Vamos lá: por que o preço da banana sobe? Você tem 5 minutos para refletir sobre o tema (não vale pesquisar no Google). Muito bem, acertou quem disse mentalmente: “Porque as pessoas querem comprar um volume de bananas maior que o volume de bananas disponível para venda”.

“Então quando o preço da banana cai é porque o volume de bananas à venda é maior do que o volume que os compradores têm interesse?” Exatamente isso!

Sim, é a boa e velha lei da oferta e da procura. Falamos aqui de bananas, mas poderiam ser abacates, tomates, aluguéis, flores, passagens aéreas ou qualquer outro bem e serviço da economia.

Então porquê com juros teria de ser diferente?

Notem que juros é o nome que se dá para o preço do dinheiro. Sim, dinheiro tem preço. Apenas não usamos esta palavra, nem perguntamos para o gerente do banco “quanto custa cem mil reais por 180 dias?”.

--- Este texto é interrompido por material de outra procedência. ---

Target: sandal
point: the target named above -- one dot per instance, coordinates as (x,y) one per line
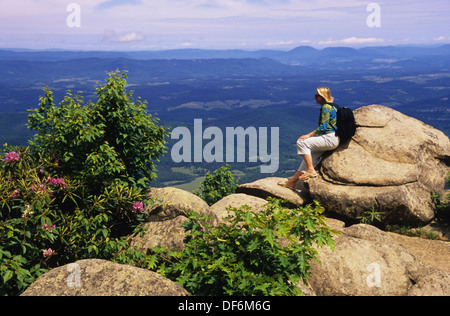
(285,185)
(308,175)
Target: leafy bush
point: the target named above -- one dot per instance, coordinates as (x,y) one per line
(217,185)
(79,189)
(252,253)
(114,140)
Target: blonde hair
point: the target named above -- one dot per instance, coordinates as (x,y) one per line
(325,93)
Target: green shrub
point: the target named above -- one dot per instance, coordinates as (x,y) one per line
(114,140)
(79,189)
(252,253)
(217,185)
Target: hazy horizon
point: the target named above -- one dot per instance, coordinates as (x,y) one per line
(136,25)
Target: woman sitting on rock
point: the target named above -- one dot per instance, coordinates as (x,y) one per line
(311,146)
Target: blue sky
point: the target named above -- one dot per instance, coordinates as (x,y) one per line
(221,24)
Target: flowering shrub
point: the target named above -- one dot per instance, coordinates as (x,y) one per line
(79,189)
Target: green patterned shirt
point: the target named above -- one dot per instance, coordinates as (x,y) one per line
(327,120)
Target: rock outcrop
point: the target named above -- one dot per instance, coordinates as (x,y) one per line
(391,164)
(368,262)
(94,277)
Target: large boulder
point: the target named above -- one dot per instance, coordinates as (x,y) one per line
(391,165)
(94,277)
(166,215)
(269,187)
(368,262)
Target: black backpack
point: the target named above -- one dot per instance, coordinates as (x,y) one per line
(346,125)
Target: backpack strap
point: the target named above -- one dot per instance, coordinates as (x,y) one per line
(337,107)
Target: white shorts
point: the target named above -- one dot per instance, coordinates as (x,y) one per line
(316,146)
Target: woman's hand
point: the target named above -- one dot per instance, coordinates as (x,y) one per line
(305,137)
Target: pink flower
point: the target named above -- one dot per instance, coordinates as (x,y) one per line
(57,182)
(38,189)
(48,252)
(137,207)
(12,157)
(47,228)
(15,194)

Outra forma para entender a questão dos juros é pensar no aluguel de imóveis, afinal a semelhança assusta. O banco empresta dinheiro, cobra juros e depois você tem que devolver tudo que pegou emprestado — e ainda nos pedem algum tipo de garantia.

No mercado imobiliário, o locador te “empresta” o imóvel dele para uso por um período de tempo, enquanto isso nós pagamos o aluguel (equivalente aos juros dos empréstimos) e ao final, nós devolvemos a propriedade (da mesma forma que pagamos o principal do empréstimo). E os locadores também nos pedem garantias!

Quando tem muito imóvel para alugar numa determinada região, o preço cai. Quando tem pouca oferta, o preço do aluguel sobe. Oferta da oferta e da procura. Simples.

Portanto, a regra é clara: quanto mais oferta de crédito a sua empresa tiver, mais baixo tende a ser o custo do dinheiro que ela paga, ou seja, os juros dos empréstimos. 

E como nem locadores de imóveis nem bancos são bonzinhos, eles só abaixam o preço do aluguel e dos juros (assim como os feirantes e suas bananas), quando os clientes deixam de aceitar pagar o que eles cobram.

Como isso acontece? Você simplesmente negocia, não aceita a taxa que estão lhe cobrando, deixa claro que irá tomar a linha em outro banco (ou FIDC ou factorings) que está cobrando menos.

Ou seja, barganha! Como na feira.

Mas, tem um risco nesta história: uma coisa é barganhar e outra é blefar. Com crédito não se blefa. A regra é obter o máximo de linhas de crédito, para então negociar com força. Agora, ameaçar que tem outras linhas disponíveis e não ter é um jogo não recomendável, pois o banco tem faro para malandragem e pode cancelar a sua linha e sua empresa ficar sem nada!

Obviamente que há momentos especiais, como ao longo de períodos de crises — como esta que está terminando — em que os bancos (e FIDCs e factorings) reduzem drasticamente seu apetite de risco. Para todo tipo de cliente.

Nestes momentos, eles não querem emprestar e, quando topam, cobram muito caro porque o cliente não tem alternativas e não tem poder de barganha. Aí tem que pagar o que cobrarem, mas na maior parte das vezes não é assim.

Concluindo, buscar crédito dá trabalho e tem técnica própria para isso, mas não tenha qualquer dúvida, quanto mais opções de bancos (e FIDCs e factorings) para captar suas linhas, maior será o seu poder de barganha e negociação de taxas mais baixas.